Universal love is a conscious state of unity with others and the whole, which results from contact with the transpersonal/transcendental Self. It is an unconditional, nonjudgmental, and peaceful form of love. Universal love is a common theme emerging from spiritual and mystical experiences, psychedelic use, meditation, and energy medicine. Far from just a feel-good concept, universal love has scientific grounding and experientially transformative value. It is a scientifically validated construct associated with higher altruism, empathy, forgiveness, spiritual experience, compassion, positive mood, life meaning and satisfaction, and less narcissism, negative mood, anger, and aggression. Universal love is also a key component of the transformative power of near-death, psychedelic, and spiritual experiences.
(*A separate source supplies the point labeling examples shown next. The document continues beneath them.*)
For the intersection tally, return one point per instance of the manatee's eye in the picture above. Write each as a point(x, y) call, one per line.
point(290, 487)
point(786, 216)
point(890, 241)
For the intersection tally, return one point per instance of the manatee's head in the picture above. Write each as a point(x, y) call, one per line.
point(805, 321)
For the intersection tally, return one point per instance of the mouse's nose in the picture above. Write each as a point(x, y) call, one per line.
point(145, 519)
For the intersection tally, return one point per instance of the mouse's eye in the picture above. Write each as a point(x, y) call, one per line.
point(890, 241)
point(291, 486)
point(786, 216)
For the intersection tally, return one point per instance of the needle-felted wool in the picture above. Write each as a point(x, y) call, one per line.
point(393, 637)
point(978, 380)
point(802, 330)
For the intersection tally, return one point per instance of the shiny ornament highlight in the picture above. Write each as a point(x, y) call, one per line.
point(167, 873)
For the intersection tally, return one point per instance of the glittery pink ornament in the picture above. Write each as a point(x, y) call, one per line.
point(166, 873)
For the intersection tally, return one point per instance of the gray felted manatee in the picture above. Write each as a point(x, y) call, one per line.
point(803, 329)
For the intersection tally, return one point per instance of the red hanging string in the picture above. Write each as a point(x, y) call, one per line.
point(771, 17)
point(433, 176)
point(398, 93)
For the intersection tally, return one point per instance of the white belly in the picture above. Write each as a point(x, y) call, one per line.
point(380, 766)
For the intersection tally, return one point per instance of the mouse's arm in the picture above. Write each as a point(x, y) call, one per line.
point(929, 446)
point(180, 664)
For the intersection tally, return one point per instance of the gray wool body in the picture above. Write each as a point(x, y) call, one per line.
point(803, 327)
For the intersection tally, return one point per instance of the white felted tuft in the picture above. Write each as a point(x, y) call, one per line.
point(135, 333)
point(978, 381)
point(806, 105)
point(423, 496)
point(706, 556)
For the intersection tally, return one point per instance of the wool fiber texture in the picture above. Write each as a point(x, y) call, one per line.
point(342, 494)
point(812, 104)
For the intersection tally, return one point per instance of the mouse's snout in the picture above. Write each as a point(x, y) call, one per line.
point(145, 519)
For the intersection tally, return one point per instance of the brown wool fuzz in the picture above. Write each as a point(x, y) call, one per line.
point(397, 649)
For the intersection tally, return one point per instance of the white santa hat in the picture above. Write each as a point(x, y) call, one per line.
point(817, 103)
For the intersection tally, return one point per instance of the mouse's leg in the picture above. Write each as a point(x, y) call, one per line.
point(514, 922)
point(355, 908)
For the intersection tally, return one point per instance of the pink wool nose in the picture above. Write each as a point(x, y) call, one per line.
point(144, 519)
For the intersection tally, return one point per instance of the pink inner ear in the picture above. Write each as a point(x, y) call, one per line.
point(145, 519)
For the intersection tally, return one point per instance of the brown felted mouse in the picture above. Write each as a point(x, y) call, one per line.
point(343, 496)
Most energy healing techniques also work through cultivating universal love and the experience of universal love is commonly experienced when receiving energy healing. Our emotional closeness with one another can determine the extent of influence on each other’s physiology from a distance. Is it possible that universal love is fundamental to the nature of reality? Is universal love a force that connects our consciousnesses into one? If so, how would this understanding about our nature transform society?

3:30pm BREAK

4:00pm Prof Marilyn Schlitz – Transpersonal Philosophy: Applying Self Transcendence to Our Post-Modern World

Transpersonal philosophy has broad implications for expanding our human potentials. Maslow’s motivational hierarchy of needs has been widely adopted in psychology, business, leadership, innovation, and technology. This turn is useful in helping people to manifest self-actualization, becoming the best they can be. Often overlooked in this multi-disciplinary integration of the transpersonal is the dimension of self-transcendence. Here we are invited to move beyond personal ego-identification. This expansive ideal can help us find new solutions to the deepest challenges we face as a civilization and as co-inhabitants of the living world. It beckons a worldview shift that speaks to interdependence and interconnection. It offers a way of transcending simple tribalism and the in-group/out-group mentality that epitomizes social conflict to one that celebrates pluralism and an expanded sense of the “we”. Moving beyond ego brings us into deep rapport with the natural world and the ways in which we are a whole system. And it offers a spiritual perspective that speaks to our engagement with the great unfolding mystery that embraces us all.